# Lavadora Samsung wa 80, la tarjeta electronica no enciende



## garra esponja (Ene 16, 2014)

hola amigos del foro acudo a uds para que con experiencia meguien con un problema que tengo con una lavadora samsung wa 80 la cual la tajeta electronica no enciende. megustaria saber si alguien a reparado alguna con este problema.desde ya muchas grasias ...


----------



## DOSMETROS (Ene 16, 2014)

Te fijaste la fuente de alimentación ?


----------



## fen2006 (Ene 18, 2014)

he reparado pero lg las que tiene la tarjeta protegida con una especie de goma y se ven los componentes y siempre ha sido el transformador que tiene una especie de protección termica


----------



## Ratmayor (Ene 18, 2014)

Podrías colocar algunas fotos de la tarjeta?

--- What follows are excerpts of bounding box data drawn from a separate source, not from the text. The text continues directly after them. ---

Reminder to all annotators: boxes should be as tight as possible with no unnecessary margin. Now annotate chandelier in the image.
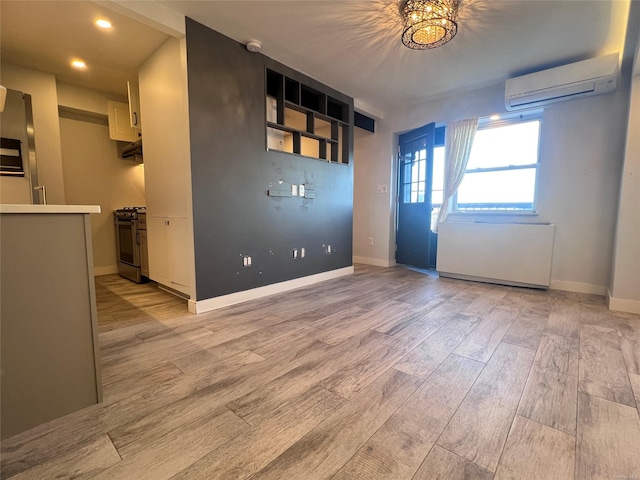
[399,0,458,50]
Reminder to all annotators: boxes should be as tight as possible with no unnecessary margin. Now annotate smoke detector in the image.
[247,40,262,53]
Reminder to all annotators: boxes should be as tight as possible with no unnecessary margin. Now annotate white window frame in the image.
[450,109,543,215]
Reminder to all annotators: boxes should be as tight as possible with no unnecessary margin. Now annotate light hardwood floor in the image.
[0,266,640,480]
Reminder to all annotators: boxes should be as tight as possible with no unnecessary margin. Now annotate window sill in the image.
[448,210,539,217]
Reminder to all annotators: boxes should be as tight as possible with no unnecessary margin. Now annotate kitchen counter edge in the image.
[0,203,101,213]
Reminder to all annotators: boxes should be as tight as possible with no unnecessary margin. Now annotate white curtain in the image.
[435,118,478,232]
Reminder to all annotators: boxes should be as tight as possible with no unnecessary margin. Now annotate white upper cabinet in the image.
[107,100,140,142]
[127,81,142,130]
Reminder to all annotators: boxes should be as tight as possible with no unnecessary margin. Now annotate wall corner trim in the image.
[549,279,607,297]
[353,256,396,267]
[607,291,640,314]
[189,266,354,313]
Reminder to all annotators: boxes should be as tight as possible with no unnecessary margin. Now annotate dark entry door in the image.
[396,123,436,269]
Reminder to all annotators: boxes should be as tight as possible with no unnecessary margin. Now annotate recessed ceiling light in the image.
[71,59,87,70]
[96,18,111,30]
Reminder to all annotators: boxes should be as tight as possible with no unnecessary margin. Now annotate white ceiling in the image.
[0,0,630,116]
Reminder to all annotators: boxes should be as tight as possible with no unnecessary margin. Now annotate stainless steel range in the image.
[113,207,149,283]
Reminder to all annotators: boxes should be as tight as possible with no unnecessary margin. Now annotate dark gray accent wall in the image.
[186,18,353,300]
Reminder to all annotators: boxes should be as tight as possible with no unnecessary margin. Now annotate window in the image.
[456,111,542,212]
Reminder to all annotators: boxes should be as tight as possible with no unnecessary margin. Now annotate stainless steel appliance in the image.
[113,207,149,283]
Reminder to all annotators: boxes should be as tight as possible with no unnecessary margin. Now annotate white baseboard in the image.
[607,292,640,314]
[549,280,608,296]
[189,266,353,313]
[93,265,118,277]
[353,257,396,267]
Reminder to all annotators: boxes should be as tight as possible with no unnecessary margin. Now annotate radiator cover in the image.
[436,222,555,288]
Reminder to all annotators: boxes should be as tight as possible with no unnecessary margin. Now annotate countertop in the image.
[0,203,100,213]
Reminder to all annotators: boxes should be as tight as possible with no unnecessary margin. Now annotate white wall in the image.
[609,52,640,313]
[0,63,65,205]
[354,73,629,295]
[56,82,128,116]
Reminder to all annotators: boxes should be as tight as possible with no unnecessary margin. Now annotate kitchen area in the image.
[0,2,194,438]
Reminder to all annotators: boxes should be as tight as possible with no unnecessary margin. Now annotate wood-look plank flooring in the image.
[0,265,640,480]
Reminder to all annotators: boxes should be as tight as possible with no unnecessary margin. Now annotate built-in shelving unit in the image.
[266,69,351,164]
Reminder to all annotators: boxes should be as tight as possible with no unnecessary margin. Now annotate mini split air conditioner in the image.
[504,53,618,110]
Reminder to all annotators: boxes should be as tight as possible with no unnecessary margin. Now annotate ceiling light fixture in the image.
[96,18,111,30]
[71,59,87,70]
[399,0,458,50]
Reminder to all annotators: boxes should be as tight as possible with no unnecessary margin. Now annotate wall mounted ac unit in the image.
[504,53,619,110]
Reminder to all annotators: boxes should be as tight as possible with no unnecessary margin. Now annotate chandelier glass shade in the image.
[399,0,458,50]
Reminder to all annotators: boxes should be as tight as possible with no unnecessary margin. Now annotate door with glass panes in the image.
[396,123,437,269]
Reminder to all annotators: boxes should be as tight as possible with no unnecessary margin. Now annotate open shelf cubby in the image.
[266,69,352,164]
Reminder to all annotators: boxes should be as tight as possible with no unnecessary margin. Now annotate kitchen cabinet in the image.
[147,216,191,295]
[107,100,140,142]
[138,230,149,278]
[127,81,142,131]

Ya he reparado varias así y resultó ser el vacuum  No se que relación tiene, pero en algunas tarjetas, si se desconecta o se daña, la tarjeta no prende....


----------



## AscD67 (Jun 20, 2014)

Tengo un problema parecido pero en mi caso la tarjeta enciende pero al darle algún programa de lavado simplemente se apaga y ya no vuelve a prender hasta después de un rato y se queda así.
Podría ser el relé porque cuando se apaga suena como un "click"?
Espero alguna ayuda o aclaración respecto a ello. Gracias


----------